Step 7.Navigate to the App Load Balancing > Node Pool > Health Monitor page, configure the business health check policy, and configure the SNMP policy.

The configuration description is shown in the following table.

Attributes	Description
Name	Configure Policy Name
Type	Choose SNMP
Password Enquiry	Enter the SNMP query password. You can get the query password by logging into the SCP platform. Then, navigate to System > Platform Config > Advanced, and click the Copy button beside Query Password.
CPU weight	Set as 99.
Memory Weight	Set as 1.
Memory alarm threshold	Set as 80.
Disk weight	Set as 1.
Other configurations	Use the default settings.

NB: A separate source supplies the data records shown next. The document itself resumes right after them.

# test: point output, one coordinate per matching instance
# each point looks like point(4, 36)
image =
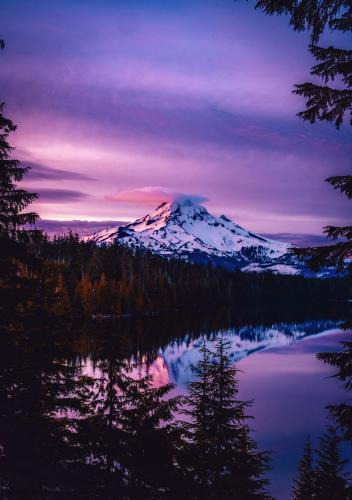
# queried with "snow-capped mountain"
point(188, 231)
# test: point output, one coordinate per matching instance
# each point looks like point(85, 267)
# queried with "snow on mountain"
point(188, 231)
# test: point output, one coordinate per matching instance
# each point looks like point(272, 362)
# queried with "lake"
point(41, 384)
point(279, 371)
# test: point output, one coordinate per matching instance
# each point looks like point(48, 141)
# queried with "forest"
point(69, 276)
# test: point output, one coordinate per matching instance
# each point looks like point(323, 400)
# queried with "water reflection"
point(89, 409)
point(175, 362)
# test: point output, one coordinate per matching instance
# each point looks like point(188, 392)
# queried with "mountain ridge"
point(186, 230)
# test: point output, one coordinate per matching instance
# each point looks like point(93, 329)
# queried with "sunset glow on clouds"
point(113, 98)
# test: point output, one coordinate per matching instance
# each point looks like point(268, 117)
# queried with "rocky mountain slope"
point(188, 231)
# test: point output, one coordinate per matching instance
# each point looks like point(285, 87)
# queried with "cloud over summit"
point(152, 195)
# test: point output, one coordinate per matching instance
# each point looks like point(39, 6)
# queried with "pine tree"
point(12, 199)
point(331, 480)
point(343, 362)
point(226, 461)
point(323, 102)
point(305, 484)
point(333, 255)
point(14, 290)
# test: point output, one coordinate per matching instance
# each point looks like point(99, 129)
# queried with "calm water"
point(278, 371)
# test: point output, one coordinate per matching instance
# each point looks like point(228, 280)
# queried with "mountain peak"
point(186, 230)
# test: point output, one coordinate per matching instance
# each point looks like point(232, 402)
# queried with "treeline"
point(78, 277)
point(66, 435)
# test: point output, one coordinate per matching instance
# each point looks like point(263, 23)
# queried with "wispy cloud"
point(40, 172)
point(49, 195)
point(150, 195)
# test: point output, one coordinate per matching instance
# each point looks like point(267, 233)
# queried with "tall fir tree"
point(228, 464)
point(331, 479)
point(342, 413)
point(323, 102)
point(335, 254)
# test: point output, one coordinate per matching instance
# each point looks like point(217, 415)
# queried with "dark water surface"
point(279, 371)
point(276, 356)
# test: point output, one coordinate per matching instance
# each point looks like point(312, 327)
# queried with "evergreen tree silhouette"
point(41, 401)
point(222, 460)
point(130, 436)
point(331, 480)
point(305, 484)
point(342, 413)
point(336, 254)
point(323, 102)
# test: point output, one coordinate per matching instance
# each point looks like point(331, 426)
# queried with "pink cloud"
point(151, 195)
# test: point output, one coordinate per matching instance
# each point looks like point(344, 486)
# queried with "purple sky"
point(118, 99)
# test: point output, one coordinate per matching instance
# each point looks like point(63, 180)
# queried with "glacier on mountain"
point(185, 230)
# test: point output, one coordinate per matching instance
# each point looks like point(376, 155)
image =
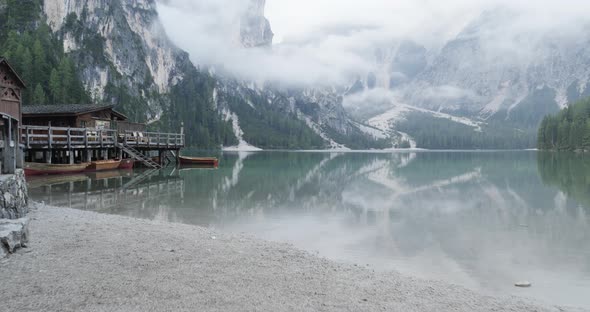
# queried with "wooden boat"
point(102, 165)
point(32, 169)
point(127, 164)
point(199, 161)
point(37, 181)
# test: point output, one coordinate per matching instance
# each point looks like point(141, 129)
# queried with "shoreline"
point(86, 261)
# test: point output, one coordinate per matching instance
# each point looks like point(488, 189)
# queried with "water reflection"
point(482, 220)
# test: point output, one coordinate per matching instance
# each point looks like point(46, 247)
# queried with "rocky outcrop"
point(14, 198)
point(14, 234)
point(119, 44)
point(255, 30)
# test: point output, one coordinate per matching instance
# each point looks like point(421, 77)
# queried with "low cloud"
point(333, 41)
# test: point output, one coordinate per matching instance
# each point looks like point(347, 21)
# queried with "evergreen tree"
point(568, 130)
point(39, 95)
point(54, 86)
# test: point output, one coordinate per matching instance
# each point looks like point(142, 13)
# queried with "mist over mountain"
point(326, 74)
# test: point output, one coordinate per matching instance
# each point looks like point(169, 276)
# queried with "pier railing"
point(67, 138)
point(42, 137)
point(153, 139)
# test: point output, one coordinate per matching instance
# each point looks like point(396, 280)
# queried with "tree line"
point(569, 130)
point(37, 55)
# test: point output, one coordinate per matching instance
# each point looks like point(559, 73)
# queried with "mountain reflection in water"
point(483, 220)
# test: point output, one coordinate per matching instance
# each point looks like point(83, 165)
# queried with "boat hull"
point(127, 164)
point(33, 169)
point(104, 165)
point(196, 161)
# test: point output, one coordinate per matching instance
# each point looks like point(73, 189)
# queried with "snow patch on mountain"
point(242, 146)
point(387, 120)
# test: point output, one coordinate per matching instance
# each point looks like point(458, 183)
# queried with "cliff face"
point(126, 58)
point(118, 45)
point(255, 30)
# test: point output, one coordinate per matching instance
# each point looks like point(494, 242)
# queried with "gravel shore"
point(84, 261)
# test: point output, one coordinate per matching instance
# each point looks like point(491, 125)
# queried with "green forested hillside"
point(53, 76)
point(568, 130)
point(37, 55)
point(439, 133)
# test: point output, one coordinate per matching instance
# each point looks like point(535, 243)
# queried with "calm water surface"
point(482, 220)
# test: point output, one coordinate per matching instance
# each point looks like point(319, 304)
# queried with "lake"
point(484, 220)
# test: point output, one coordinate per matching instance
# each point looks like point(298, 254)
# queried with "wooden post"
point(69, 139)
point(28, 138)
point(182, 133)
point(48, 156)
point(50, 136)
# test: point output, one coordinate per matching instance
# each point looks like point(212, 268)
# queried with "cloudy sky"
point(328, 41)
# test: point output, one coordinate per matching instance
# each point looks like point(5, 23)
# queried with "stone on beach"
point(86, 261)
point(523, 284)
point(14, 234)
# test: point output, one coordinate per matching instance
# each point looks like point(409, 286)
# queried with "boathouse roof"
point(19, 80)
point(68, 110)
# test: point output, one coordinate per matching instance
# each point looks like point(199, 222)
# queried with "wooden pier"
point(72, 145)
point(69, 134)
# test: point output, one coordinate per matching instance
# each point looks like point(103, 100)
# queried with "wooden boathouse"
point(73, 133)
point(11, 87)
point(78, 133)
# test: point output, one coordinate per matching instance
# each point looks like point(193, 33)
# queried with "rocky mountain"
point(255, 30)
point(491, 81)
point(120, 47)
point(126, 58)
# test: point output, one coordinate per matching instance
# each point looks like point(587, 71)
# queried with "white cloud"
point(329, 41)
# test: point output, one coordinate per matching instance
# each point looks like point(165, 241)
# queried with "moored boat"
point(102, 165)
point(48, 169)
point(199, 161)
point(127, 164)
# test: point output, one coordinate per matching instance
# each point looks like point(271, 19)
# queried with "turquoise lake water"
point(484, 220)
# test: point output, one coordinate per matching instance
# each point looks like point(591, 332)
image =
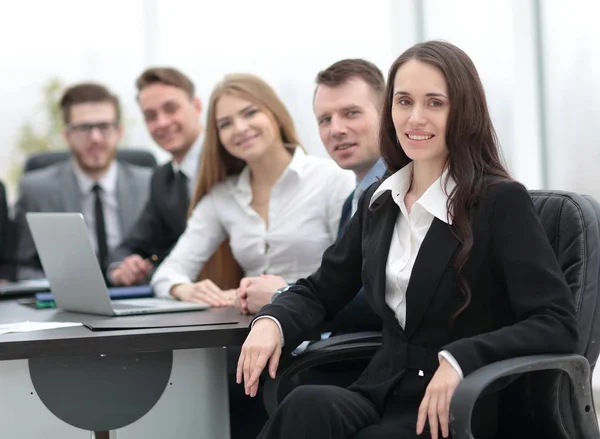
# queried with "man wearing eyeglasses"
point(109, 194)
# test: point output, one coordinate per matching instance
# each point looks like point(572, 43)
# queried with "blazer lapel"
point(432, 260)
point(70, 192)
point(380, 232)
point(126, 193)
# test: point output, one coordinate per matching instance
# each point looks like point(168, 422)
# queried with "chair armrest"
point(309, 359)
point(576, 366)
point(337, 340)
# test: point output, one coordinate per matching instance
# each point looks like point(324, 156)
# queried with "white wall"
point(113, 41)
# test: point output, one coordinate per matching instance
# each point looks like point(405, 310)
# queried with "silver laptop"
point(71, 267)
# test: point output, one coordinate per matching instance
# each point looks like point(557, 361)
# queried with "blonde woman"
point(278, 207)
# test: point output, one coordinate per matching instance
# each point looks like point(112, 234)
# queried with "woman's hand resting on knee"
point(435, 405)
point(262, 345)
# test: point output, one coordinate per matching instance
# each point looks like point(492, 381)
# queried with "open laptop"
point(71, 267)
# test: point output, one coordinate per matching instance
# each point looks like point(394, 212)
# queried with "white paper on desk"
point(34, 326)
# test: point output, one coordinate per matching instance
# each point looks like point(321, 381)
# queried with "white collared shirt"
point(304, 212)
point(409, 232)
point(189, 165)
point(110, 204)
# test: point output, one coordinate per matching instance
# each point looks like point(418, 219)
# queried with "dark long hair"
point(474, 160)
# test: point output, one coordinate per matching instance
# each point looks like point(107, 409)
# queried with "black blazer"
point(520, 302)
point(161, 223)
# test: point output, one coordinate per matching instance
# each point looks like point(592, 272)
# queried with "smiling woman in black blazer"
point(452, 256)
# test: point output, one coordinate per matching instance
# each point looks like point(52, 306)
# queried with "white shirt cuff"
point(162, 287)
point(448, 356)
point(278, 325)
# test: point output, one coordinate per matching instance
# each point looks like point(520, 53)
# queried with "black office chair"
point(551, 395)
point(133, 156)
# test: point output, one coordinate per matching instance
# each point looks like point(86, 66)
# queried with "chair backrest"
point(133, 156)
point(572, 224)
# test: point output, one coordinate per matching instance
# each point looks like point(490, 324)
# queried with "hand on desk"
point(436, 402)
point(133, 270)
point(204, 291)
point(256, 292)
point(262, 345)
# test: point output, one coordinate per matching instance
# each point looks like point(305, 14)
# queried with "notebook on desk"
point(75, 278)
point(115, 293)
point(24, 287)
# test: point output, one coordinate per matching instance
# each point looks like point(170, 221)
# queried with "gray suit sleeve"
point(28, 266)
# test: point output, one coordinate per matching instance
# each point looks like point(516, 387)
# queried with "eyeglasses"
point(84, 130)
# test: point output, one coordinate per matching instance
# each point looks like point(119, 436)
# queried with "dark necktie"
point(100, 227)
point(183, 197)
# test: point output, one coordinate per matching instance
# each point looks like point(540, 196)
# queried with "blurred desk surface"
point(185, 365)
point(80, 340)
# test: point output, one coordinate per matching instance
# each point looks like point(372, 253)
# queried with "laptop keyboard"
point(117, 305)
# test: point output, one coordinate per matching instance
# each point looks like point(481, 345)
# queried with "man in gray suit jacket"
point(109, 194)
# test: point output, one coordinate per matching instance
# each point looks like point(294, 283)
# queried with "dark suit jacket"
point(161, 223)
point(7, 244)
point(357, 316)
point(520, 302)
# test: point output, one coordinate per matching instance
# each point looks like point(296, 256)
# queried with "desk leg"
point(194, 403)
point(22, 414)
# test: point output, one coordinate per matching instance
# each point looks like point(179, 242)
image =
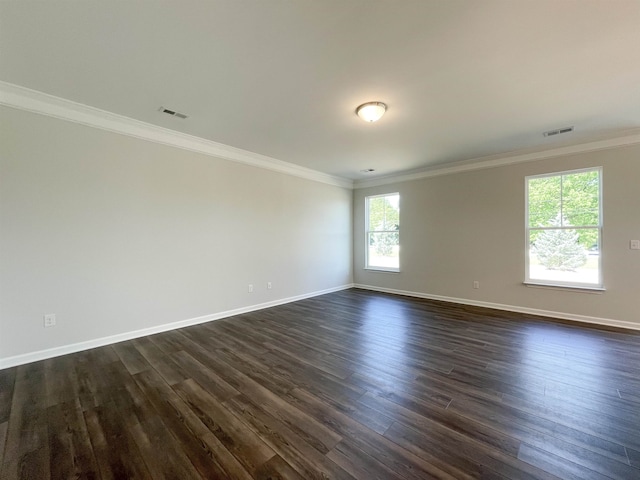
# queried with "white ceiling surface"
point(462, 79)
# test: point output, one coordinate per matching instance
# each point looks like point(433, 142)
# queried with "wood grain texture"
point(353, 384)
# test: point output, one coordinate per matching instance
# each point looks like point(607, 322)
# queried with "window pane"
point(545, 197)
point(376, 213)
point(384, 249)
point(559, 255)
point(384, 213)
point(580, 196)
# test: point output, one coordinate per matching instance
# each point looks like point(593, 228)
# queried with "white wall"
point(469, 226)
point(115, 234)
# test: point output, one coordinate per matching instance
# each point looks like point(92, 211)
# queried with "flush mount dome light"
point(371, 111)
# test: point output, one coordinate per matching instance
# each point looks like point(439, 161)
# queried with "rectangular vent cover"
point(173, 113)
point(559, 131)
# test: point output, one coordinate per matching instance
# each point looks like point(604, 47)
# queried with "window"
point(564, 229)
point(383, 232)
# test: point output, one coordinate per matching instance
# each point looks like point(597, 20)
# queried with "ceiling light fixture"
point(371, 111)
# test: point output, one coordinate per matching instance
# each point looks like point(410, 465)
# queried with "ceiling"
point(463, 79)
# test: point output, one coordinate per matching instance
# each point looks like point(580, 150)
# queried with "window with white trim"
point(564, 229)
point(382, 250)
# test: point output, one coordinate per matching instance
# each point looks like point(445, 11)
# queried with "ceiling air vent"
point(559, 131)
point(173, 113)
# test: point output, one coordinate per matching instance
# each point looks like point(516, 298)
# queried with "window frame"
point(367, 233)
point(599, 286)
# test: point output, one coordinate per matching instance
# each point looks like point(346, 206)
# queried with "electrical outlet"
point(50, 320)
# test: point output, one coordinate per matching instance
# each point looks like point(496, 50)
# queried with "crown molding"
point(626, 138)
point(22, 98)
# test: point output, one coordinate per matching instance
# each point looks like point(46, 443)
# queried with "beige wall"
point(469, 226)
point(115, 234)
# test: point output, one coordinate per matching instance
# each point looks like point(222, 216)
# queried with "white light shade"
point(372, 111)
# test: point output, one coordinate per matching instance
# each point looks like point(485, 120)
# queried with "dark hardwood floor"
point(353, 384)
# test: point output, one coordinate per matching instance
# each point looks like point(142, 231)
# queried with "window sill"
point(572, 288)
point(382, 270)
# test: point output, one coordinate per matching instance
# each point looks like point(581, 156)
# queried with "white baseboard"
point(511, 308)
point(121, 337)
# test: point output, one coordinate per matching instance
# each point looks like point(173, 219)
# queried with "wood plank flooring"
point(353, 384)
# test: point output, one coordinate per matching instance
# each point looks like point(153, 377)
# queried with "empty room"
point(320, 239)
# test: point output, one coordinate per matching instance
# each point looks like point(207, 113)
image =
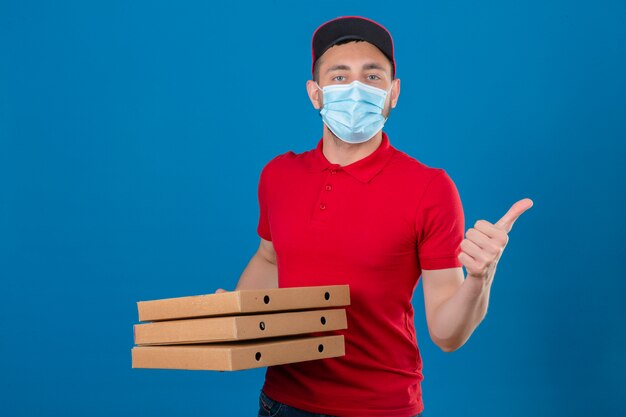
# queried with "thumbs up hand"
point(485, 242)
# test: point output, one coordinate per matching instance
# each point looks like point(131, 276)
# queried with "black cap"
point(352, 28)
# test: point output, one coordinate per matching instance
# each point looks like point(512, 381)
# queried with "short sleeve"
point(440, 224)
point(263, 228)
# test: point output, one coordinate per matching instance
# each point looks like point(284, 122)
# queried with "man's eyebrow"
point(368, 66)
point(373, 65)
point(338, 67)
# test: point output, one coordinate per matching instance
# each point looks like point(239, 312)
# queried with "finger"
point(498, 238)
point(506, 222)
point(469, 263)
point(473, 250)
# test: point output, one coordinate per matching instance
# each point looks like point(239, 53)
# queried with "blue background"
point(132, 135)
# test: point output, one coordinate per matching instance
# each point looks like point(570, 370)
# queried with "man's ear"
point(395, 92)
point(315, 95)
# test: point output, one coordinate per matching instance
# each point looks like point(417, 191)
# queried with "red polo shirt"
point(373, 224)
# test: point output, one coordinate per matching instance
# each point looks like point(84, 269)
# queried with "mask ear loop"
point(322, 90)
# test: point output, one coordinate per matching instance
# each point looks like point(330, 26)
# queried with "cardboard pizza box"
point(244, 301)
point(238, 355)
point(231, 328)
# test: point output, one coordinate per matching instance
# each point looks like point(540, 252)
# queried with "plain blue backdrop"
point(132, 135)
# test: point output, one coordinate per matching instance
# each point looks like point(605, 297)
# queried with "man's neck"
point(343, 153)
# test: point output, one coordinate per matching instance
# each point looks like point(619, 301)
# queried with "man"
point(357, 211)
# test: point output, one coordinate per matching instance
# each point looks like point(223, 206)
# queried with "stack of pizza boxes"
point(241, 329)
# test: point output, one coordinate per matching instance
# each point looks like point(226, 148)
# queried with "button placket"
point(325, 201)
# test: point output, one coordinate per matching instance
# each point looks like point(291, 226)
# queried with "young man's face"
point(362, 61)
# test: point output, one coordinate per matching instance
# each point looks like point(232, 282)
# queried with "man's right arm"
point(261, 271)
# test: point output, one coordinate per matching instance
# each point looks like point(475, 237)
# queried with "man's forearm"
point(456, 319)
point(259, 273)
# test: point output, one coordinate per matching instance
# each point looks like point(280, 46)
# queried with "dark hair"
point(316, 67)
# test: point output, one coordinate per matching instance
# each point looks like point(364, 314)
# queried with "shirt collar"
point(364, 169)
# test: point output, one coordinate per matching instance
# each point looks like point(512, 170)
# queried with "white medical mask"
point(353, 112)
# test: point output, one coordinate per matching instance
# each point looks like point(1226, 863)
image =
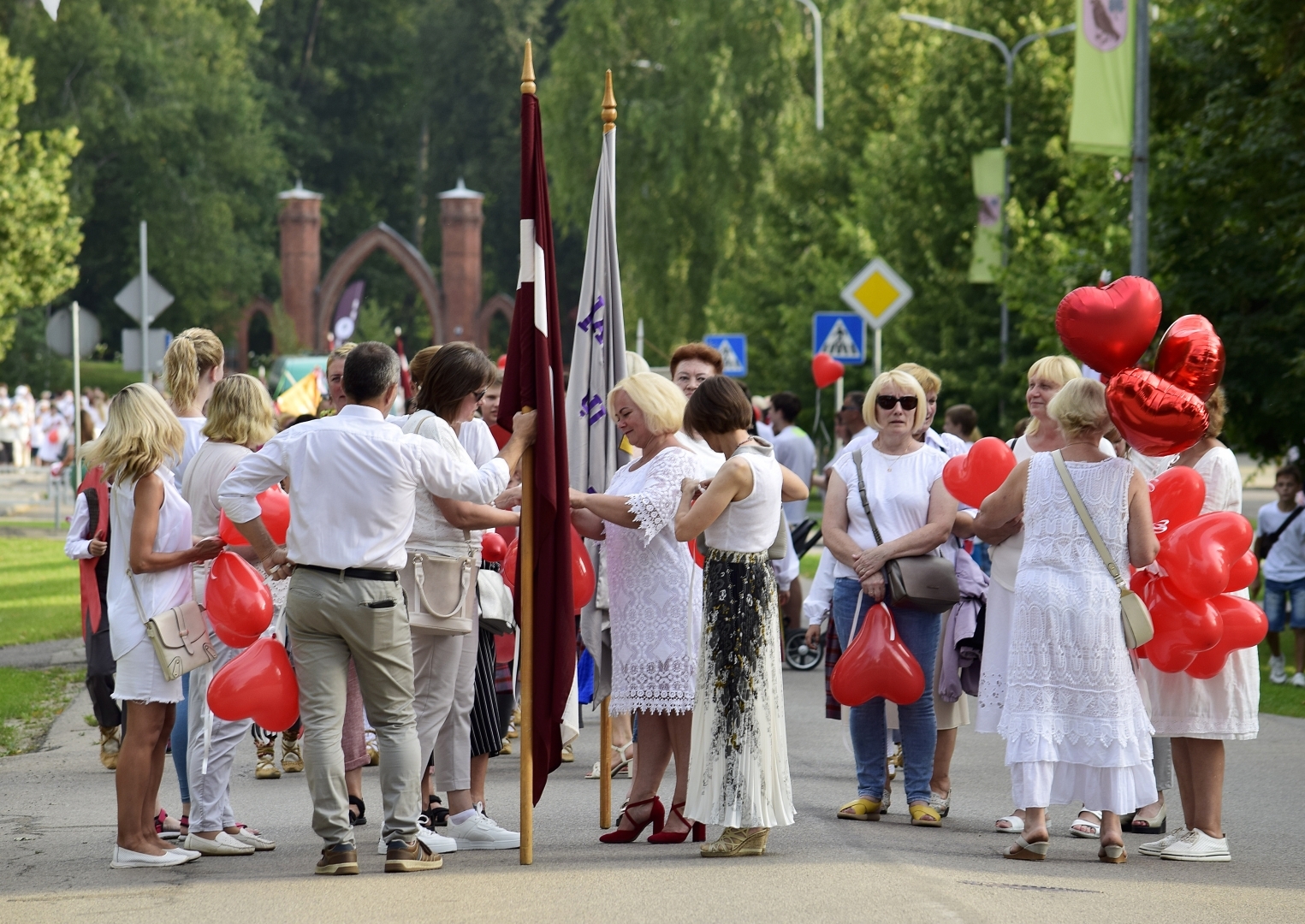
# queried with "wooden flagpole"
point(526, 556)
point(604, 735)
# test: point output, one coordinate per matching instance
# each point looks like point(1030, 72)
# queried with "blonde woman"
point(1073, 718)
point(192, 367)
point(655, 595)
point(154, 549)
point(239, 422)
point(1046, 379)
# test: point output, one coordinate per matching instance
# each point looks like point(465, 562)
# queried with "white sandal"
point(1093, 827)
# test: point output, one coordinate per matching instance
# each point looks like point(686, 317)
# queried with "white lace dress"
point(1074, 722)
point(1225, 707)
point(654, 589)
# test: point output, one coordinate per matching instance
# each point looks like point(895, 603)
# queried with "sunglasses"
point(887, 401)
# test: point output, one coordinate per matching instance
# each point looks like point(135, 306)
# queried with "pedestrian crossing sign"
point(840, 335)
point(877, 293)
point(733, 352)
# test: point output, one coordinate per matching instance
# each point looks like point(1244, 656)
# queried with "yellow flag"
point(302, 397)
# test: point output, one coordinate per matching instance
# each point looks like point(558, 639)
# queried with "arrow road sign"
point(733, 352)
point(840, 335)
point(129, 299)
point(877, 293)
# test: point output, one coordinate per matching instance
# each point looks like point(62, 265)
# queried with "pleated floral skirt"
point(739, 757)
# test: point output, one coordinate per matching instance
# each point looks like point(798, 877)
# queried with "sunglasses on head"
point(887, 401)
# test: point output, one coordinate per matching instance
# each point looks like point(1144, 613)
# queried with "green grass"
point(29, 703)
point(39, 591)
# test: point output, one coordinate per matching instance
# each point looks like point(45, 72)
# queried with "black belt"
point(359, 573)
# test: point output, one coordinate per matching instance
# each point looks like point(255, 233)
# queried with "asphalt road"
point(57, 814)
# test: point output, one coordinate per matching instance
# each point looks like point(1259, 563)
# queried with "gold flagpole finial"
point(608, 104)
point(527, 72)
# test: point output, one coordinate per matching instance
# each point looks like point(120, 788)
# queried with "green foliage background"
point(733, 213)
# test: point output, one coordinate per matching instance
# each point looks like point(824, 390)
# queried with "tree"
point(39, 236)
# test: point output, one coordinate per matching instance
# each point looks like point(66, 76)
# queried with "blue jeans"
point(919, 631)
point(1275, 603)
point(181, 737)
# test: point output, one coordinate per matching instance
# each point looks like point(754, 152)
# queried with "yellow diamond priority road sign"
point(877, 293)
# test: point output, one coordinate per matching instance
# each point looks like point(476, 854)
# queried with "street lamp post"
point(820, 64)
point(1009, 55)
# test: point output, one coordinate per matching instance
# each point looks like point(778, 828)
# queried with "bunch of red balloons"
point(1159, 412)
point(1198, 620)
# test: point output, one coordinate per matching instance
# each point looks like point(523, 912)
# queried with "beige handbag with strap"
point(1133, 613)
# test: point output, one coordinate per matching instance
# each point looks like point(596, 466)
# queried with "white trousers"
point(444, 675)
point(211, 790)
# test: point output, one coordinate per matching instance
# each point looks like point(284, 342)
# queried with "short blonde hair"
point(1060, 370)
point(928, 379)
point(904, 380)
point(1079, 407)
point(240, 412)
point(661, 401)
point(141, 435)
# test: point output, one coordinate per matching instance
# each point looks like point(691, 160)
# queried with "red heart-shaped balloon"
point(1192, 355)
point(1110, 328)
point(275, 508)
point(972, 477)
point(1155, 417)
point(1177, 496)
point(1245, 626)
point(238, 601)
point(877, 663)
point(1183, 628)
point(1200, 556)
point(827, 370)
point(258, 684)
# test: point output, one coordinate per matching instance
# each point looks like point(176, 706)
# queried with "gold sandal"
point(738, 842)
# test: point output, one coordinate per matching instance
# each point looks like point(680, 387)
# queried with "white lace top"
point(655, 590)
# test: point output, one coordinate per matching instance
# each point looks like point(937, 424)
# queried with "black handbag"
point(924, 583)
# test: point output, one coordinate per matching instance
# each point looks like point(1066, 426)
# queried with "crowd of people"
point(376, 598)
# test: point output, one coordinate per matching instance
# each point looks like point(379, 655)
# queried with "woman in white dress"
point(1073, 718)
point(153, 547)
point(739, 757)
point(655, 596)
point(1046, 377)
point(1200, 715)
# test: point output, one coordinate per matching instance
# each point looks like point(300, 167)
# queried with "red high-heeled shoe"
point(656, 816)
point(697, 829)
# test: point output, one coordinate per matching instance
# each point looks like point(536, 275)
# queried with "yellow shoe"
point(925, 816)
point(860, 809)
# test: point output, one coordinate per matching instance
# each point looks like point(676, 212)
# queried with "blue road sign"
point(733, 352)
point(840, 335)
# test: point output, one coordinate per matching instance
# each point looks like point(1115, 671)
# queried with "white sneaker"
point(436, 844)
point(1277, 668)
point(223, 844)
point(129, 859)
point(255, 841)
point(1198, 846)
point(1156, 847)
point(482, 832)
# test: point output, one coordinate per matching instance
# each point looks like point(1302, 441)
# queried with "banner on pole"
point(989, 178)
point(1101, 119)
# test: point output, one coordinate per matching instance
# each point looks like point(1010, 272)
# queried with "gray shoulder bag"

Table 1:SNMP Configuration Specification

Back to the SCP platform, navigate to System > Platform Config > Advanced to configure the Source IP. Fill in the business IP address used to interconnect with SCP on vAD.

Step 8.Configure the Node Pool. Create two address pools. The ports are 443 and 4480, respectively, the addresses must be the service addresses of the SCP, and the SNMP policy in the previous step is used for detection. Navigate to the App Load Balancing > Node Pool page:

• Web node pool configuration

The configuration description is shown in the following table.

Attributes	Description
Node Scheduling	Select “Dynamic Feedback”
Select Node	Add the service IP of the SCP node. The port number is 443, the weight is 10, and the priority is 1.
Health Monitor	Select custom SNMP Policy created previously.
Others	For Heavy Load, select Set to Scheduling. For Connections, select All in any status.
Session Persistence	Select sourceip
Other configurations	Use the default settings.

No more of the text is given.